Our study is the first to show that a radiological score including 3 imaging features as ascites, diffuse hyperintense on T2WI and patchy enhancement during the arterial phase of the liver could predict 90-day survival in ACLF patients. The radiological score had satisfactory prognostic ability of poor outcome with high prediction efficiency (0.774, 74.1%, 68.3% for AUC, sensitivity, and specificity, respectively). Patients with a radiological score > 14 showed a lower 90-day cumulative survival than patients with a score ≤ 14. Thus, the radiological score could be an excellent assessment tool to help clinicians intuitively and objectively evaluate patients’ prognoses from routinely performed MR imaging examinations.

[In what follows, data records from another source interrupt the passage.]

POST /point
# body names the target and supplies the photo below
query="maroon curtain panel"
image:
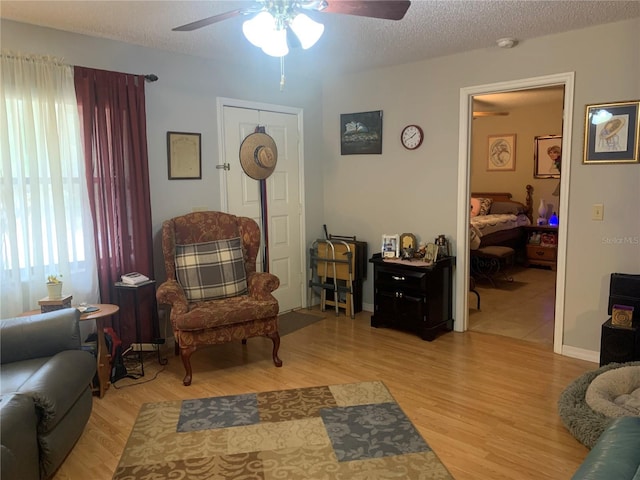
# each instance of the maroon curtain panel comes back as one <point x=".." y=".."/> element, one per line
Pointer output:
<point x="114" y="132"/>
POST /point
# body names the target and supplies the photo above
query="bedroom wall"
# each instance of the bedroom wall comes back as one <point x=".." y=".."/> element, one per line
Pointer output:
<point x="527" y="123"/>
<point x="416" y="191"/>
<point x="184" y="100"/>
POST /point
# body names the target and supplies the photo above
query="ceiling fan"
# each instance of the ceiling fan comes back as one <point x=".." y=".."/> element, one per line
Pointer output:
<point x="274" y="25"/>
<point x="385" y="9"/>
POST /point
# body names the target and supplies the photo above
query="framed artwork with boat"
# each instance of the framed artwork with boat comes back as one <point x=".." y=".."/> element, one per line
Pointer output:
<point x="361" y="133"/>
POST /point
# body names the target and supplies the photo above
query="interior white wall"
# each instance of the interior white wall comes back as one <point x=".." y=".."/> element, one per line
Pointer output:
<point x="415" y="191"/>
<point x="184" y="100"/>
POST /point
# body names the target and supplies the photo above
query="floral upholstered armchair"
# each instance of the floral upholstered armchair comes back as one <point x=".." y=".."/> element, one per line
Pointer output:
<point x="213" y="289"/>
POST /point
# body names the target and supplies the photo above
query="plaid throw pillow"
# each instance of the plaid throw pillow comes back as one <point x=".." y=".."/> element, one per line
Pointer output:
<point x="211" y="270"/>
<point x="485" y="206"/>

This study has some deficiencies. First, this was a single-center study. Although the three imaging features and the radiological score for predicting poor outcomes in ACLF patients were developed and validated internally, multicentre retrospective or even further prospective cohort studies with a large number of cases are still needed to validate these findings. Second, since the patients included in this retrospective study were treated by different clinicians, the influence of different therapies on the prognosis of ACLF patients cannot be ruled out. Third, diffuse hyperintense and patchy enhancement of the liver are categorical variables, and ascites represents semiquantitative data, although they were intuitive and simple. However, quantitative analysis of these imaging features combined with clinical data to evaluate the poor prognosis of ACLF patients may yield improved results. Fourth, liver volume was an independent factor for short-term mortality in patients with ACLF [26], and further clinical studies are needed together with liver volume to validate and update these results.

Conclusions

In conclusion, diffuse hyperintense of the liver on T2WI, patchy enhancement of the liver in the arterial phase, and ascites through routine abdominal enhanced MRI were identified as the three independent 90-day mortality predictors of ACLF patients. Based on the above findings, we successfully developed and internally validated a novel prediction radiological score model with favorable performance. This simple and intuitive evaluation model could be used to predict the risk of short-term mortality in patients with ACLF and support clinical decision-making for personalized treatment. In the future, a combined model which consists of MR imaging features and clinical findings may be developed to detect the high-risk population with ACLF patients robustly.